01 · 江別市の数字を、いまの一枚で見る
直近の国勢調査で人口は約十二万人 (二〇二〇年 121,056 人)。この市の人口は、大きな合併による段差ではなく、二〇〇〇年の 123,877 人から二〇〇五年の 125,601 人、二〇一〇年の 123,722 人、二〇一五年の 120,636 人、二〇二〇年の 121,056 人へと、二〇年で十二万人前後を保ってきた。多くの地方都市が人口を減らした二〇年で、ほぼ横ばいを保ってきた曲線だ。
中身を見ると、札幌に隣り合う街らしい姿が出る。六五歳以上の割合は二〇〇〇年の 15.2% から二〇二〇年の 30.4% へと、二〇年で倍に上がった。子育て世帯の割合は二〇二〇年で 18.2%、保育の待機児童は二〇二四年に九人、二〇二五年に五人と、ゼロではないが少数で推移する。財政力指数は二〇二三年度に 0.52 と、自前の税収で歳出の半分ほどを賄える、地方都市としては中位の水準にある。レンガと紙の街が、人口をほぼ保ちながら高齢化を急に深める姿が数字に出ている。なぜこの形なのかは、屯田兵とレンガの来歴を遡らないと読めない。
出典: 総務省 国勢調査 / 総務省 地方財政状況調査 (財政力指数) / こども家庭庁 保育所等関連状況取りまとめ / 国土交通省 不動産情報ライブラリ
02 · 屯田兵・野幌の粘土のレンガ・石狩川の製紙 — 数字の背後にある来歴
江別の骨格は、石狩川と千歳川が合流する平らな地という地理と、そこで重ねられた開拓と工業によって据えられている。古い層は、開拓である。一八七八 (明治一一) 年、二つの川が合流する江別太に屯田兵が入植し、江別村が生まれた。北の原野を切り拓く屯田兵の村として、この街は始まった。
その開拓の地で、足もとの土が一つの産業を生む。この一帯では、レンガに適した野幌の粘土が豊富に採れた。加えて石狩川の舟運が、製品を運び出す道となった。一八九一 (明治二四) 年ごろからレンガの製造が始まり、一八九八 (明治三一) 年には大規模なレンガ工場が操業して、江別はレンガの一大産地となった。足もとの粘土という地理の条件が、レンガという産物に翻訳された ── 経済地理でいう、自然の条件が固有の産業を生む例である。

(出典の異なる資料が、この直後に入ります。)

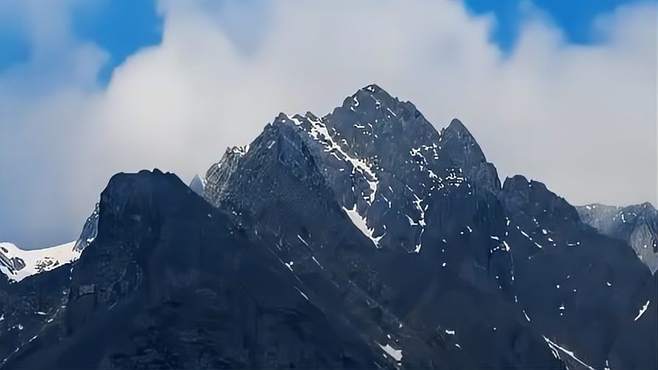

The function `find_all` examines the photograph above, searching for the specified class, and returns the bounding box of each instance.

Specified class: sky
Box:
[0,0,658,248]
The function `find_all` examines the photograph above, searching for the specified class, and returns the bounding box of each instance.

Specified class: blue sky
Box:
[0,0,658,248]
[0,0,647,84]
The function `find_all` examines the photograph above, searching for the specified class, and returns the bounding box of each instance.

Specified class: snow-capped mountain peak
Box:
[0,241,80,282]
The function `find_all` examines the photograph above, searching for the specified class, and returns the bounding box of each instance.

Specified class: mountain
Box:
[577,203,658,272]
[0,85,658,370]
[0,242,80,281]
[190,175,206,195]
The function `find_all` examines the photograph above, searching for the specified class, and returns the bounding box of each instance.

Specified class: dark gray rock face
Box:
[0,171,386,369]
[0,85,658,370]
[577,203,658,272]
[74,203,99,252]
[204,85,656,368]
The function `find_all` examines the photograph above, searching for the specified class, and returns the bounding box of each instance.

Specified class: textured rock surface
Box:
[578,203,658,272]
[0,85,658,370]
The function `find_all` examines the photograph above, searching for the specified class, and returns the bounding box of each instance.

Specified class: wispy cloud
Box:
[0,0,657,249]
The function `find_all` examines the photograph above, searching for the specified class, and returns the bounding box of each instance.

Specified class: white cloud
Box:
[0,0,657,249]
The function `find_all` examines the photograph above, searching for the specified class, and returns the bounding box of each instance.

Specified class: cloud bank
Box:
[0,0,657,247]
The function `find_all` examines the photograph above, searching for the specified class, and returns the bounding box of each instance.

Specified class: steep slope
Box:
[0,171,383,369]
[577,203,658,272]
[499,176,655,368]
[204,85,655,368]
[0,242,80,281]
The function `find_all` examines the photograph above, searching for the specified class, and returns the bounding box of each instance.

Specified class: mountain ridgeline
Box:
[0,85,658,370]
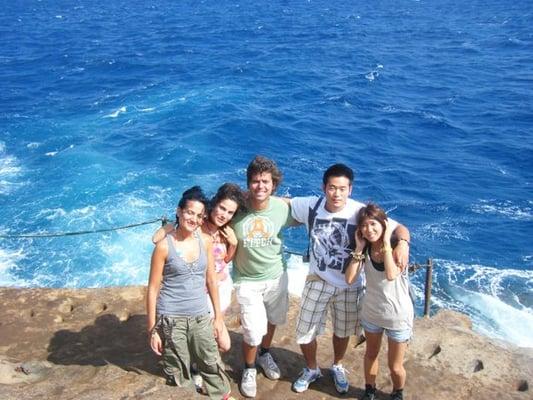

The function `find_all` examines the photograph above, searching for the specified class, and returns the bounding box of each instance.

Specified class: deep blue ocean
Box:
[0,0,533,347]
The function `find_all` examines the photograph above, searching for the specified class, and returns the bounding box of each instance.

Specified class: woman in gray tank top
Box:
[146,186,234,399]
[345,204,414,400]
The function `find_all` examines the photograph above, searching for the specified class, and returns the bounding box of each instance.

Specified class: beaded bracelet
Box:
[350,251,365,261]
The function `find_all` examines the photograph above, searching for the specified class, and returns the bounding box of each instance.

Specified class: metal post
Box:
[424,258,433,317]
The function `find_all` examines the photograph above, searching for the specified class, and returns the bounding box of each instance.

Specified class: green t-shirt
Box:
[232,197,293,282]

そして川は、もう一つの工業も呼んだ。一九〇八 (明治四一) 年、この地に製紙工場が創業した。いまの王子エフテックス江別工場にあたるこの工場は、北海道で最も古い製紙工場とされる。豊かな水と、原料の木材を運ぶ川の便とが、紙という近代の工業をこの地に根づかせた。屯田兵が拓き、粘土がレンガを焼き、川が紙を呼んだ ── この街の形は、二つの川が合流する平らな地という地理が抱えた開拓と工業の来歴の上に立っている。
出典: レンガの町江別 (野幌粘土と石狩川舟運・概説) / 王子エフテックス江別工場 (1908 創業・道内最古の製紙工場 概説) / 江別市 (屯田兵入地・レンガ・製紙 概説)

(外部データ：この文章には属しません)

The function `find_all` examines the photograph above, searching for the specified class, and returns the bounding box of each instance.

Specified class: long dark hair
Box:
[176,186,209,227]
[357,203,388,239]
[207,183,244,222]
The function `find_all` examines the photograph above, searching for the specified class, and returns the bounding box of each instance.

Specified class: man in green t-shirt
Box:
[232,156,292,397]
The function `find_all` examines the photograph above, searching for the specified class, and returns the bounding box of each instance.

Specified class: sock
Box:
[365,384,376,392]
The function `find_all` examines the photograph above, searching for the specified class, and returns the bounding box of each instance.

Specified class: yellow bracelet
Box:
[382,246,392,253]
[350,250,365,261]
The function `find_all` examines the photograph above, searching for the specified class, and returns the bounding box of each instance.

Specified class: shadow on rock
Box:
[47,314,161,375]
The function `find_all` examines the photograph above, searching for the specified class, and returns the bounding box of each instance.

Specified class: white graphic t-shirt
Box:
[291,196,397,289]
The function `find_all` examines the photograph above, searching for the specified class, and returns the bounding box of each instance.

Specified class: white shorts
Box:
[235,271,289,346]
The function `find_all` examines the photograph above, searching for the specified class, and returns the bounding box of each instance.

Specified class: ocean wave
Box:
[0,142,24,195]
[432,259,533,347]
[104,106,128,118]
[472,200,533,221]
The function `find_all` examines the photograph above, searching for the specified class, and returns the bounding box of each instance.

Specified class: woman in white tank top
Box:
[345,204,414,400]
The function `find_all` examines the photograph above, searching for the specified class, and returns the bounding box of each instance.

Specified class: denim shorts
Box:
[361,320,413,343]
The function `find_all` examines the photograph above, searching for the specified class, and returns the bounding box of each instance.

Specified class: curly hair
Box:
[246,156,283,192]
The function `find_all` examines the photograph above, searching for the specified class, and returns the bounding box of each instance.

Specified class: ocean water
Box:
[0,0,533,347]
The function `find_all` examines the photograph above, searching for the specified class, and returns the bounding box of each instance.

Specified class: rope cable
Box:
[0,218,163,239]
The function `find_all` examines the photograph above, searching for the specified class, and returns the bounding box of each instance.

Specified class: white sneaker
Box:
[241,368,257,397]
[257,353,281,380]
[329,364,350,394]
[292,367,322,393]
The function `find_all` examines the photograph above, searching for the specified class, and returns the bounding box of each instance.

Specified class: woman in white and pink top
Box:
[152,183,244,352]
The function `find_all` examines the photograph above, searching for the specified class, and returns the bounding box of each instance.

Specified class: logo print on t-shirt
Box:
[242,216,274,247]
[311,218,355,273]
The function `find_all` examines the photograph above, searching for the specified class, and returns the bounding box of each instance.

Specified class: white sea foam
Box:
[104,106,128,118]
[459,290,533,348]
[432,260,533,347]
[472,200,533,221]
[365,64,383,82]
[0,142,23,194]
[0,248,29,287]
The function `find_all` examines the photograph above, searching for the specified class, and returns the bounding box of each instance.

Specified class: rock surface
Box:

03 · 隣の大都市と古い工業が、人口を横ばいに保つ
江別市の特徴は、レンガと紙という古い工業を抱えながら、札幌に隣り合うという地理によって、人口を横ばいに保っている点にある。多くの地方都市が人口を減らした二〇年で、この街は十二万人前後を保ってきた。札幌へ鉄道で通える立地が、札幌に働きに出る住民の住まう地として人を引きとめ、大学が複数立地する学園都市としての性格も、若い世代を一定つなぎとめてきたことの表れと読める。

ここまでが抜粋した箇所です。